In the Matter of Krafft-Murphy Co., Inc., C.A. No. 6049-VCP (Del. Ch. Feb. 4, 2013) (Parsons, V.C.)
In this opinion, the Court of Chancery denied a motion for judgment on the pleadings by certain asbestos claimants (the “Claimants”) seeking appointment of a receiver under 8 Del. C. § 279, holding that the dissolved corporation was not amenable to suits commenced more than ten years after its dissolution and, therefore, the insurance liability contracts held by the dissolved corporation were valueless, rendering appointment of a receiver unnecessary. The Court also granted an opposing motion for summary judgment on behalf of the dissolved corporation.
Krafft-Murphy Company, Inc. (“KMC” or the “Company”) is a dissolved Delaware corporation that “has been the subject of hundreds of asbestos-related personal injury lawsuits over the last two decades.” Based on the potential tort liability, KMC ceased operations in 1991 and filed its certificate of dissolution in 1999. At the time of its dissolution, KMC possessed liability insurance contracts with several insurance companies (the “Insurers”) that covered its asbestos-related tort liability. Under the direction of the Insurers, KMC continued to defend, litigate, and settle asbestos-related claims for ten years following its dissolution; thereafter, KMC began moving to dismiss new claims on grounds that it was no longer subject to suit.
In earlier proceedings of this case, Vice Chancellor Parsons denied a motion filed by KMC to dismiss the Claimants’ petition for the appointment of a receiver under 8 Del. C. § 279. The Vice Chancellor held that the Claimants might “conceivably” demonstrate entitlement to appointment of a receiver because KMC might possess active insurance contracts, and those contracts could represent undistributed assets of the Company sufficient for the appointment of a receiver. In ruling on the motion to dismiss, the Court also concluded that the insurance contracts might represent an “informal plan of dissolution” under which the Insurers would continue to represent KMC in “pending and expected future asbestos-related litigation until the Company exhausted its coverage.”
The opposing motions for summary judgment and judgment on the pleadings before the Court did not argue that there was any issue of material fact. Thus, the Court viewed the situation as “analogous to cross motions for summary judgment for which Rule 56(h) authorizes the Court to ‘deem the motions to be the equivalent of a stipulation for decision on the merits based on the record submitted with the motions.’”

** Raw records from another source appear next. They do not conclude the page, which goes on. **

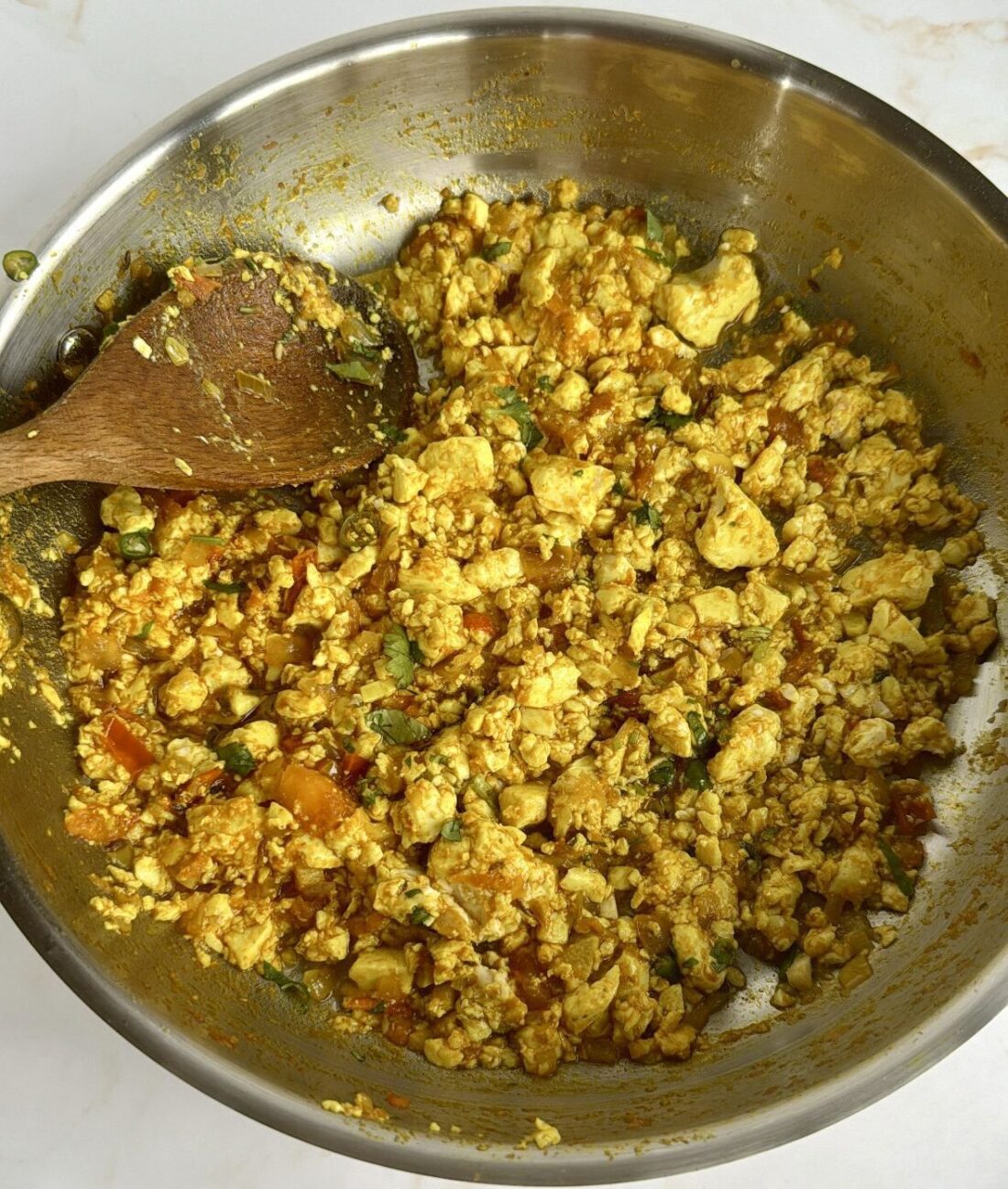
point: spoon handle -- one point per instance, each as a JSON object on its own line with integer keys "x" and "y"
{"x": 28, "y": 457}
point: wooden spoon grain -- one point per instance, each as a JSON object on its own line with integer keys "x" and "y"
{"x": 236, "y": 412}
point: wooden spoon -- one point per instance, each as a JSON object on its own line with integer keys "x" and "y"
{"x": 218, "y": 385}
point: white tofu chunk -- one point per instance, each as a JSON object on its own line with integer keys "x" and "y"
{"x": 455, "y": 465}
{"x": 903, "y": 578}
{"x": 700, "y": 304}
{"x": 735, "y": 532}
{"x": 751, "y": 744}
{"x": 569, "y": 487}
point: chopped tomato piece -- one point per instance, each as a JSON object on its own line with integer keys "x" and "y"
{"x": 200, "y": 287}
{"x": 314, "y": 798}
{"x": 98, "y": 824}
{"x": 353, "y": 765}
{"x": 207, "y": 777}
{"x": 360, "y": 1003}
{"x": 912, "y": 813}
{"x": 294, "y": 649}
{"x": 476, "y": 621}
{"x": 124, "y": 747}
{"x": 299, "y": 565}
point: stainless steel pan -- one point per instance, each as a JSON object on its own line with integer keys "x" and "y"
{"x": 711, "y": 131}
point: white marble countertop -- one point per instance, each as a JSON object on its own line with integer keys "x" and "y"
{"x": 79, "y": 1107}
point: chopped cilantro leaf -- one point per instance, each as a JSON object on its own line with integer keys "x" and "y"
{"x": 663, "y": 774}
{"x": 396, "y": 727}
{"x": 212, "y": 584}
{"x": 137, "y": 545}
{"x": 722, "y": 953}
{"x": 236, "y": 757}
{"x": 649, "y": 516}
{"x": 664, "y": 420}
{"x": 655, "y": 256}
{"x": 701, "y": 736}
{"x": 452, "y": 831}
{"x": 786, "y": 961}
{"x": 356, "y": 370}
{"x": 271, "y": 974}
{"x": 900, "y": 877}
{"x": 520, "y": 413}
{"x": 402, "y": 654}
{"x": 696, "y": 776}
{"x": 495, "y": 251}
{"x": 666, "y": 967}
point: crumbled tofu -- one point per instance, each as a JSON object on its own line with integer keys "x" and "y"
{"x": 505, "y": 745}
{"x": 735, "y": 533}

KMC’s principal argument was that the liability insurance contracts would be an asset only if KMC were amenable to suits brought after ten years. KMC argued that Delaware’s statutory scheme of dissolution contemplates that dissolved corporations lose the ability to sue and be sued after three years pursuant to 8 Del. C. § 278 unless the Court of Chancery, in its discretion and based on an application within the three-year period, specifies a longer period. The Claimants, however, argued that appointment of a receiver was warranted based on (1) the plain language of 8 Del. C. § 279, which authorizes the appointment of a receiver “at any time”; and (2) the Supreme Court’s decision in In re Texas Eastern Overseas, Inc. (“TEO”), which authorized appointment of a receiver more than seven years after the company’s dissolution.
The Court noted that while the literal language of Section 279 allows the Court to appoint a receiver “at any time,” the appointment must be for some statutory purpose, including “for the benefit of shareholders and creditors where assets remain undisposed after dissolution.” Because the Claimants provided no other justification for appointment of a receiver, the Court examined whether KMC’s liability insurance contracts were “undistributed assets.” Noting that an item qualifies as an asset only if it is owned and “has value,” the Court stated that liability insurance contracts do not have “value” unless the company that holds the policy is capable of being held liable to a third party.
Thus, to determine whether KMC held undistributed assets, the Court had to determine first whether KMC was amenable to suits brought more than ten years after its dissolution. Based on the language of Sections 278 and 280-282, the Court found that the legislature recognized the potential for corporate liability to extend at least three years and, possibly, up to ten years following dissolution. The Court, however, found no statutory authority to support the Claimants’ contention that corporate liability in Delaware should extend beyond ten years. Therefore, the Court held that KMC could not be liable for asbestos-related tort suits brought more than ten years after dissolution and the insurance contracts at issue in this case were not, as a matter of law, undistributed assets of the Company that would warrant appointment of a receiver.
Going further, the Court also distinguished the present case from TEO on two grounds. First, in TEO, the Delaware Supreme Court did not address the question of whether an insurance contract is an undistributed asset. Second, unlike the Claimants’ lawsuit, the suit in TEO was filed less than ten years after the Company’s dissolution.